I am facing an out-of-memory error when trying to fine-tune Gemma-2b for Sequence Classification. My code for it is below and
training_dataset = Dataset.from_pandas(training_df, split="train")
testing_dataset = Dataset.from_pandas(testing_df)
bnb_config = BitsAndBytesConfig(
load_in_4bit=True,
bnb_4bit_quant_type="nf4",
bnb_4bit_compute_dtype=t.bfloat16,
bnb_4bit_use_double_quant=True
)
# Setup the tokenizer
tokenizer = AutoTokenizer.from_pretrained(MODEL_ID,
padding_side="right",
add_eos_token=True)
tokenizer.pad_token = tokenizer.eos_token
# Setup the model
model = AutoModelForSequenceClassification.from_pretrained(MODEL_ID,
num_labels=7,
quantization_config=bnb_config,
device_map={"":0})
def tokenize(batch):
return tokenizer(batch['text'], truncation=True, max_length=512, padding="max_length")
from transformers import DataCollatorWithPadding
data_collator = DataCollatorWithPadding(tokenizer=tokenizer, return_tensors="pt")
training_dataset = training_dataset.map(tokenize, batched=True)
peft_config = LoraConfig(
lora_alpha=16,
lora_dropout=0.1,
r=4,
bias="none",
task_type="SEQ_CLS",
target_modules=["q_proj", "o_proj", "k_proj", "v_proj", "gate_proj", "up_proj"],
)
model = get_peft_model(model, peft_config)

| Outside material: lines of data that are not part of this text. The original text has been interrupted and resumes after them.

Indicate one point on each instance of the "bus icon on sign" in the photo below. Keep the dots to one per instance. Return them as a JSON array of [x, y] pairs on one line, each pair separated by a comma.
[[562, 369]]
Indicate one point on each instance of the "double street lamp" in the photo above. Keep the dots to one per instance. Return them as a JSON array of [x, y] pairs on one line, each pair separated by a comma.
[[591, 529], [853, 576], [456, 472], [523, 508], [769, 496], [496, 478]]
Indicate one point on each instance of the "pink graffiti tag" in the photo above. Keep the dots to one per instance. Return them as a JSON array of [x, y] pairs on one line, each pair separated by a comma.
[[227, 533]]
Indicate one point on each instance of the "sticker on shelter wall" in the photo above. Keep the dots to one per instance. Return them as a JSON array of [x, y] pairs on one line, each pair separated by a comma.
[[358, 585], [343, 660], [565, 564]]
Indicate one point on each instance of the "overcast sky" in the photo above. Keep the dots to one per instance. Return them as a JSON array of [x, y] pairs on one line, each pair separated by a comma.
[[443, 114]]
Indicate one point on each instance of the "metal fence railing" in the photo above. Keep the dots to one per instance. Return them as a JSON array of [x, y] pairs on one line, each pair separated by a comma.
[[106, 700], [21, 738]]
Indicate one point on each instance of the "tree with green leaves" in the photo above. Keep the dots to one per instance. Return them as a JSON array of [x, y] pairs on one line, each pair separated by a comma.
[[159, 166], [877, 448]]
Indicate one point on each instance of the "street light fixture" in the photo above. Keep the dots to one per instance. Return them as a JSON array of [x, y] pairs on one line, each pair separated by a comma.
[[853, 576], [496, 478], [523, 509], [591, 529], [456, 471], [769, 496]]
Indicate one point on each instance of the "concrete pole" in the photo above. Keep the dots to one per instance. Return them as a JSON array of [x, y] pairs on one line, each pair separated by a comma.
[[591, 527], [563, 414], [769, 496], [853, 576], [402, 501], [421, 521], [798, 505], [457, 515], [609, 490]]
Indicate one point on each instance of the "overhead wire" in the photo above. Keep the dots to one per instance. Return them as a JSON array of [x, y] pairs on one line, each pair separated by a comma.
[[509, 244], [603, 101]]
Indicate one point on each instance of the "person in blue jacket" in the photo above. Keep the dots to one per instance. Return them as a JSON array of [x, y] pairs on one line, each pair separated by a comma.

training_arguments = TrainingArguments(
output_dir="./model",
learning_rate=2e-5,
per_device_train_batch_size=128,
per_device_eval_batch_size=128,
weight_decay=0.01,
logging_steps=100,
save_steps=100,
)
trainer = Trainer(
model=model,
train_dataset=training_dataset,
tokenizer=tokenizer,
args=training_arguments,
)
trainer.train()
This is the error I get
File ~/.pyenv/versions/3.11.8/lib/python3.11/site-packages/torch/nn/modules/linear.py:116, in Linear.forward(self, input)
115 def forward(self, input: Tensor) -> Tensor:
--> 116 return F.linear(input, self.weight, self.bias)
OutOfMemoryError: CUDA out of memory. Tried to allocate 4.00 GiB. GPU 0 has a total capacity of 39.39 GiB of which 3.60 GiB is free. Process 517440 has 35.78 GiB memory in use. Of the allocated memory 33.44 GiB is allocated by PyTorch, and 1.84 GiB is reserved by PyTorch but unallocated. If reserved but unallocated memory is large try setting PYTORCH_CUDA_ALLOC_CONF=expandable_segments:True to avoid fragmentation. See documentation for Memory Management (https://pytorch.org/docs/stable/notes/cuda.html#environment-variables)
A look at the dataframes for the training and testing data is attached as an image. There are 3 features - text, label_text and label. I am using 7 labels indexed 1-7.